One of its big wins is a project with AGL Energy, Australia's largest electricity retailer with more 5 million customers.
"On our first day in the [Australian] market, we did $190,000 [worth of business]."
Another recent coup is its first project in the United States, where it will sell energy-saving bulbs in 250 Duane Reade drug and convenience stores in New York.
Energy Mad's strategic direction, since day one, has been to work closely with power companies to push for change in consumer behaviour.
"The key has been to show what's in it for the power companies - what's the return for them. We have been able to show them, in the New York case, based on its investment, what type of savings it could achieve.
"In places such as the US or Europe, they can't build any more coal plants or nuclear plants, so there is a need to start reducing energy usage and they are looking for solutions to do this."
The company has a large project in Germany, one in Spain and another in Ireland. In 2004, when Mardon and his friend Mackenzie - both of whom have engineering degrees - started their business, they wanted to not only sell lightbulbs but to green the earth in the process.
Their first goal was to get five Ecobulbs into half of New Zealand's homes. They say they achieved that target by late 2007.
More than 80 per cent of Kiwi homes have some energy-saving bulbs; of those, three-quarters have Ecobulbs.
The company has sold about 5 million of the bulbs in New Zealand, even though many people think they look ugly. In 2007, the firm's rapid growth made it the top-placed New Zealand firm in the Deloitte Technology Fast 500 list of fast-growing companies in the Asia-Pacific region.
When Mardon and Mackenzie first set out to make energy-saving lightbulbs, they obtained 100 different bulbs from various makers.
"Tom's Polish partner says, 'I will divorce you and go back to Poland' if he put them in their house. We had to figure out how to make them more attractive.

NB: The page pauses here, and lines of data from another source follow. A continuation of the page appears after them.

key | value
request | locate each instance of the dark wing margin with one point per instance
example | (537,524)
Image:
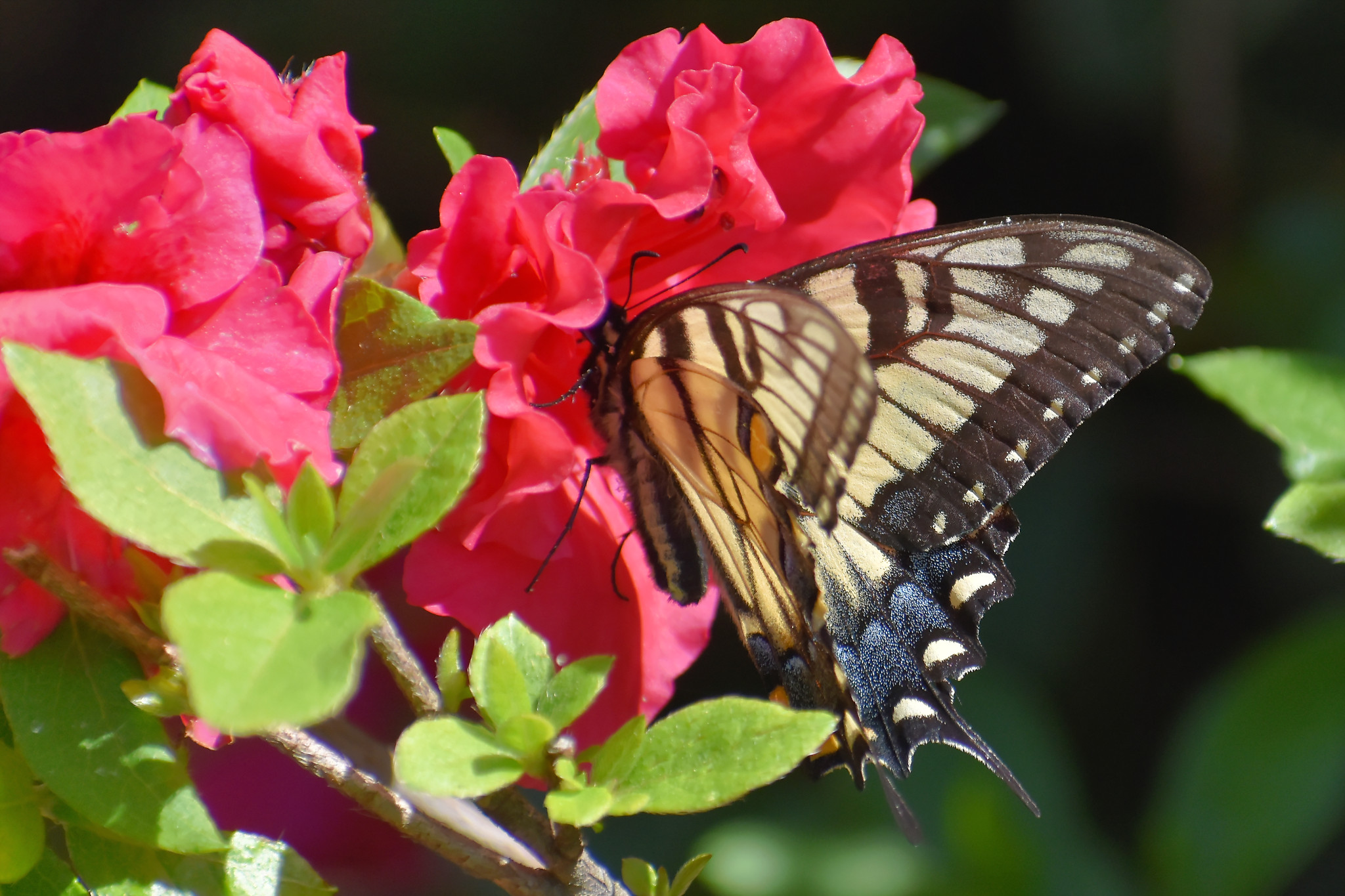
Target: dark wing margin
(903,628)
(791,356)
(992,341)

"We realise what we had was ugly but it was a lot uglier before."
Even when the pair had solved the technical issues they still needed to solve the problem of marketing.
"Energy-saving lightbulbs have been around for 30 years. What could we offer that was different?" says Mardon.
They realised that they couldn't compete head-on with multinationals such as GE, Philips or Osram, so they convinced power companies to be partners in the marketing campaign. "We needed the backing from power companies. Our business case to them was the alternative is better than building new power plants."